First, we gathered and aligned over 600 ISAV segment 6 HPR sequences publicly available in GenBank¹⁰ (National Center for Biotechnology Information) for both the HPRΔ and HPR0 genotypes (Suppl. Table 1) in Geneious Prime v.2023.0.2.²¹ We included variants from most geographic regions where ISAV is endemic to evaluate genotypic diversity during assay development. Unsurprisingly, we found considerable variation in the HPR of virulent strains. In contrast, we identified a 51-bp region in the HPR0 HPR that was nearly monomorphic for all HPR0 strains and consistently deleted in one form or another in HPRΔ, as reported by previous researchers.^9,17

Upon further investigation of this 51-bp region in HPR0, we found a 13-bp portion that was not present in any of the HPRΔ sequences in our alignment (Fig. 1). Both upstream and downstream of this 13-bp region, we found relatively conserved sequences that were suitable for binding primers for PCR. We predicted that these outer primers would create PCR products of 161-bp for HPR0 and 110–130-bp for HPRΔ. We then targeted this region for use in developing a hydrolysis probe (TaqMan) assay specifically for HPR0 to incorporate it into existing ISAV RT-qPCR workflows already used to detect both HPR0 and HPRΔ. Thus, our goal was to create a multiplex RT-qPCR that could do the following in a single reaction: 1) test for the presence of any strain of ISAV, 2) test for the presence of HPR0, and 3) validate the RNA extraction process.

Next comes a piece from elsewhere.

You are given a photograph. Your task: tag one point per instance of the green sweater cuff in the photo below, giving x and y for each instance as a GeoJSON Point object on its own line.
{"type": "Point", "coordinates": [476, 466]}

Figure 1. — Graphical representation of the location of the infectious salmon anemia virus (ISAV) segment 6 high polymorphism region (HPR) we selected to use for our HPR0-specific assay. Here, we show the binding locations of the HPR-F and HPR-R primers and the HPR0-HE22 probe of our assay. We designed the probe to bind to a section of sequence that is unique to ISAV-HPR0; the outer primers (HPR-F and HPR-R) will amplify both HPR0 and virulent strains (HPRΔ).

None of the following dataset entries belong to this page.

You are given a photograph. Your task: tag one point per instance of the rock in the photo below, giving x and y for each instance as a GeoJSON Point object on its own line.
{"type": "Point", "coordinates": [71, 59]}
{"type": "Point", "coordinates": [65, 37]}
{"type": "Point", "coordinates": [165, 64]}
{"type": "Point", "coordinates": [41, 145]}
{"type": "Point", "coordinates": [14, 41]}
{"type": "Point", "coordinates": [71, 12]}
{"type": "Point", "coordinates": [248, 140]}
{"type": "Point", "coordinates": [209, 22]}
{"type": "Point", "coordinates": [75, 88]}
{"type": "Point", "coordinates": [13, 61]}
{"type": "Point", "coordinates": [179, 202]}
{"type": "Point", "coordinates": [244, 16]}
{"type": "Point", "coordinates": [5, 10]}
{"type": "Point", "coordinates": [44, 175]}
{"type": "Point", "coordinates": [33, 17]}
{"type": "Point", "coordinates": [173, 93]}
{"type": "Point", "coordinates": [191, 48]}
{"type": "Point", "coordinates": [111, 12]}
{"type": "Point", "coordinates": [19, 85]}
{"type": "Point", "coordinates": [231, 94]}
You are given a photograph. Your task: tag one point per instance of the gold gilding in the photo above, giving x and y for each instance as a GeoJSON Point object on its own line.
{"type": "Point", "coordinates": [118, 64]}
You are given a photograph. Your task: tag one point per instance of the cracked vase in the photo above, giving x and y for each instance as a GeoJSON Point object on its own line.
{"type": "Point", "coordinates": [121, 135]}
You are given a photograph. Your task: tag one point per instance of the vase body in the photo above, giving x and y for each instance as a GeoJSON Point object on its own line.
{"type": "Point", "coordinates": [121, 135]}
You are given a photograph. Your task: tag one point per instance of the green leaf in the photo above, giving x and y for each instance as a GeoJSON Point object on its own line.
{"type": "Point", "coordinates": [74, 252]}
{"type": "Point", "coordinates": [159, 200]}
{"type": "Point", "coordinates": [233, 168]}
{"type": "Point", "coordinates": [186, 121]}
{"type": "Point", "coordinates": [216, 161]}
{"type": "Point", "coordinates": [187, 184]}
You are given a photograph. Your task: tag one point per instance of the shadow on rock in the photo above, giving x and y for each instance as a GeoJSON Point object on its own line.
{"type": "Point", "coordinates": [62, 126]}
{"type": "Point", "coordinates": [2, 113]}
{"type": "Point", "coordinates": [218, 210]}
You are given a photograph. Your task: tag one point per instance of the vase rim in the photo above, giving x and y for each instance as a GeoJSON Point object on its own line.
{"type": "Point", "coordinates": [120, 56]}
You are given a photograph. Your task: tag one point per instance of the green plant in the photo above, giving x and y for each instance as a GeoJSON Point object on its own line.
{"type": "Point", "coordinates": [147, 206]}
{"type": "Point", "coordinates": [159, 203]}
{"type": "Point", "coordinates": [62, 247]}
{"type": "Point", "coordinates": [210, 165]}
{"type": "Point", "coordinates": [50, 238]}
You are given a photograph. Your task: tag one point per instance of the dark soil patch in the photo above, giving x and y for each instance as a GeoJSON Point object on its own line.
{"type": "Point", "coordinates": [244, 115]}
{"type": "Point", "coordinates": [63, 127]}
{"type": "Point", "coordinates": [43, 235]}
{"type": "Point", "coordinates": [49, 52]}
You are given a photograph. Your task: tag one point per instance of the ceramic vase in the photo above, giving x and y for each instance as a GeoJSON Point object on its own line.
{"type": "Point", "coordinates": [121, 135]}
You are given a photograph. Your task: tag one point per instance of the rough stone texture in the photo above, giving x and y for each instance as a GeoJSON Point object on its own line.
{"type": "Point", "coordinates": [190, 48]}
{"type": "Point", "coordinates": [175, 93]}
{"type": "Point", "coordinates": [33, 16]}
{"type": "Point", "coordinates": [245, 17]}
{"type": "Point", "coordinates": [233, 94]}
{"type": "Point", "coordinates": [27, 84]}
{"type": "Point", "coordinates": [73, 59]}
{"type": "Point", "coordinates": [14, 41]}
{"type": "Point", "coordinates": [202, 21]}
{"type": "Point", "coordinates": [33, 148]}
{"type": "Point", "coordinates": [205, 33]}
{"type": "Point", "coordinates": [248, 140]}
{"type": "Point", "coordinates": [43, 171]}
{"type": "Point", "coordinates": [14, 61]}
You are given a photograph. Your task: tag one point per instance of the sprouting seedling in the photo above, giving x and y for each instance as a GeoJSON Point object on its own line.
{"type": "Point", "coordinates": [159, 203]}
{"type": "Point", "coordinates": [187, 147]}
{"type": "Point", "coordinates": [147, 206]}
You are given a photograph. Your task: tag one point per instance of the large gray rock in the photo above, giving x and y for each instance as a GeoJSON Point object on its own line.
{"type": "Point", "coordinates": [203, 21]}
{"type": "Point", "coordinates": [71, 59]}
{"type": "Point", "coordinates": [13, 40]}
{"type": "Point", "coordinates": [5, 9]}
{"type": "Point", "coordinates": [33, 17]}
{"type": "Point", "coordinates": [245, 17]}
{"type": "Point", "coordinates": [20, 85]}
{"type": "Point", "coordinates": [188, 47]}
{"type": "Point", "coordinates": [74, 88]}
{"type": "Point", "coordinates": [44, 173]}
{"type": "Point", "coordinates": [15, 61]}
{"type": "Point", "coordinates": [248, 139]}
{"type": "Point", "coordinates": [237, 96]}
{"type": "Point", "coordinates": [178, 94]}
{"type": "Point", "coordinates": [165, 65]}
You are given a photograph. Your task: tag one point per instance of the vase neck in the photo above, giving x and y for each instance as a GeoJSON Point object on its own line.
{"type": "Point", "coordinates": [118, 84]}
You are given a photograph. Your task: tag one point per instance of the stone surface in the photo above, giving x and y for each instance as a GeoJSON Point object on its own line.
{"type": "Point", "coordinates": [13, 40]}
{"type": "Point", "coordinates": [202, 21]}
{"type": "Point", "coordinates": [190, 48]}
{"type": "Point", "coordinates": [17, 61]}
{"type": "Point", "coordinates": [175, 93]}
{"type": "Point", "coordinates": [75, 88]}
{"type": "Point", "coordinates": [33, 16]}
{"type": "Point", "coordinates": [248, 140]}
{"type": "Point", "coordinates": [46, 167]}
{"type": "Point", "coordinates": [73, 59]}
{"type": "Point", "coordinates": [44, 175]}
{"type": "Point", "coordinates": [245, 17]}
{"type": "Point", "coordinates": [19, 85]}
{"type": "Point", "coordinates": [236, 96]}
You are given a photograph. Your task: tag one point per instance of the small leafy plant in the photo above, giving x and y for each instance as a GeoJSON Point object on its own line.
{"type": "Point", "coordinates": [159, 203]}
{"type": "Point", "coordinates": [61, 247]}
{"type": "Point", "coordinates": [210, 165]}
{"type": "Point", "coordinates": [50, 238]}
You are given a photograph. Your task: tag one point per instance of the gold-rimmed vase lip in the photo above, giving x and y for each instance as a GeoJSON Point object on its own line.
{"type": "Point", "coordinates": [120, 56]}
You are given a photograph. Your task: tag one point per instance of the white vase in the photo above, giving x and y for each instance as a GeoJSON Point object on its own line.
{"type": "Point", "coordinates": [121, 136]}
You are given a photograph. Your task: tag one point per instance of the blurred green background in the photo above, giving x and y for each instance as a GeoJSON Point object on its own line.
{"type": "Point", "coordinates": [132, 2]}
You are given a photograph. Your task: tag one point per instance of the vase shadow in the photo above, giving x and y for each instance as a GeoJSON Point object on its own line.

In our initial RT-qPCR multiplex, we included the following: an ISAV segment 8 assay to test for any ISAV commonly used in regulatory testing,³⁹ our newly developed HPR0-specific assay, and a S. salar elongation factor Fα assay³⁰ to validate RNA extractions. However, during assay optimization, we found that the efficiency of the ISAV segment 8 assay that we originally selected³⁹ was severely impacted by multiplexing and instead we switched to the 404F_ISA8, 583R_ISA8, and 491_ISA8 ISAV segment 8 assay.⁷ To increase assay reproducibility and reduce sample handling time, we chose to use a one-step master mix that combined the RT and PCR steps. Our final optimized RT-qPCR multiplexes were completed in 10-μL reactions comprised of the following: 2.5 μL of master mix (UltraPlex 1-Step ToughMix, Quantabio; 4×), 1.5 μL of primer and probe mixture (Table 1), 4 μL of RNAse-free water, and 2 μL of RNA extract. We completed thermal cycling using the following protocol: 10 min at 50°C for RT, 3 min at 95°C to inactivate RT, followed by 45 cycles of 95°C denaturation for 10 s, and 60°C annealing and extension for 90 s.

Table 1.

Primer and probes, targets, sequences, fluorophores, and concentration for the new infectious salmon anemia virus (ISAV) multiplex RT-qPCR assay.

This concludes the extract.